In addition, you can specify some parts of the initial state vector or some parts of the persistence vector, here is an example:
testModel <- adam(forecast::taylor, "MMdM", lags=c(1,48,336), silent=TRUE, h=336, holdout=TRUE,
initial=list(level=30000, trend=1), persistence=list(beta=0.1))
testModel
#> Time elapsed: 40.44 seconds
#> Model estimated using adam() function: ETS(MMdM)[48, 336]
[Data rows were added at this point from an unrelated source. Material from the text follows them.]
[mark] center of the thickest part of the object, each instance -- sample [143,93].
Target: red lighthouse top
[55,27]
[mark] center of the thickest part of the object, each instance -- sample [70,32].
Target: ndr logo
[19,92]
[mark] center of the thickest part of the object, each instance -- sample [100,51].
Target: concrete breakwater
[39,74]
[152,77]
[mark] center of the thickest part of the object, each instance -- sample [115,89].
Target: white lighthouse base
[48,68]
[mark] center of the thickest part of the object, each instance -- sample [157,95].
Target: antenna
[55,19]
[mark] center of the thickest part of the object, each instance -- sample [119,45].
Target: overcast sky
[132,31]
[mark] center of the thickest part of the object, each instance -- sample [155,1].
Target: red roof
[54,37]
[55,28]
#> Distribution assumed in the model: Inverse Gaussian
#> Loss function type: likelihood; Loss function value: 25840.13
#> Persistence vector g:
#> alpha beta gamma1 gamma2
#> 0.9941 0.1000 0.0059 0.0001
#> Damping parameter: 0.9454
#> Sample size: 3696
#> Number of estimated parameters: 387
#> Number of degrees of freedom: 3309
#> Number of provided parameters: 3
#> Information criteria:
#> AIC AICc BIC BICc
#> 52454.25 52545.04 54859.46 55232.35
#>
#> Forecast errors:
#> ME: 281.783; MAE: 805.936; RMSE: 1064.79
#> sCE: 319.976%; sMAE: 2.724%; sMSE: 0.129%
#> MASE: 1.24; RMSSE: 1.128; rMAE: 0.12; rRMSE: 0.13
The function also handles intermittent data (the data with zeroes) and the data with missing values. This is partially covered in the vignette on the oes() function. Here is a simple example:
testModel <- adam(rpois(120,0.5), "MNN", silent=FALSE, h=12, holdout=TRUE,
occurrence="odds-ratio")
testModel
#> Time elapsed: 0.04 seconds
#> Model estimated using adam() function: iETS(MNN)
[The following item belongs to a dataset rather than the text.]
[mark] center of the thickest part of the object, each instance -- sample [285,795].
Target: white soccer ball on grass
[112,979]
#> Occurrence model type: Odds ratio
#> Distribution assumed in the model: Mixture of Bernoulli and Inverse Gaussian
#> Loss function type: likelihood; Loss function value: -73.6064
#> Persistence vector g:
#> alpha
#> 9e-04
#>
#> Sample size: 108
#> Number of estimated parameters: 5
#> Number of degrees of freedom: 103
#> Information criteria:
#> AIC AICc BIC BICc
#> 0.2743 0.5050 13.6849 4.8609
#>
#> Forecast errors:
#> Bias: 2.38%; sMSE: 33.357%; rRMSE: 0.806; sPIS: -514.857%; sCE: 133.242%
Finally, adam()
is faster than es()
function, because its code is more efficient and it uses a different optimisation algorithm with more finely tuned parameters by default. Let’s compare:
adamModel <- adam(M3[[2568]], "CCC")
esModel <- es(M3[[2568]], "CCC")
"adam:"
#> [1] "adam:"
adamModel
#> Time elapsed: 2.16 seconds
#> Model estimated: ETS(CCC)
#> Loss function type: likelihood
#>
#> Number of models combined: 30
#> Sample size: 116
#> Average number of estimated parameters: 27.616
#> Average number of degrees of freedom: 88.384
#>
#> Forecast errors:
#> ME: 680.185; MAE: 828.538; RMSE: 1058.764
#> sCE: 168.188%; sMAE: 11.382%; sMSE: 2.115%
#> MASE: 0.337; RMSSE: 0.334; rMAE: 0.366; rRMSE: 0.349
"es():"
#> [1] "es():"
esModel
#> Time elapsed: 3.99 seconds
#> Model estimated: ETS(CCC)
#> Initial values were optimised.
#>
#> Loss function type: likelihood
#> Error standard deviation: 422.9088
#> Sample size: 116
#> Information criteria:
#> (combined values)
#> AIC AICc BIC BICc
#> 98.7499 99.0990 101.3425 102.1491
#>
#> Forecast errors:
#> MPE: 4.1%; sCE: 120.9%; Bias: 60.3%; MAPE: 6.9%
#> MASE: 0.299; sMAE: 10.1%; sMSE: 1.6%; rMAE: 0.324; rRMSE: 0.301
As mentioned above, ADAM does not only contain ETS, it also contains ARIMA model, which is regulated via orders
parameter. If you want to have a pure ARIMA, you need to switch off ETS, which is done via model="NNN"
:
testModel <- adam(M3[[1234]], "NNN", silent=FALSE, orders=c(0,2,2))
testModel
#> Time elapsed: 0.06 seconds
#> Model estimated using adam() function: ARIMA(0,2,2)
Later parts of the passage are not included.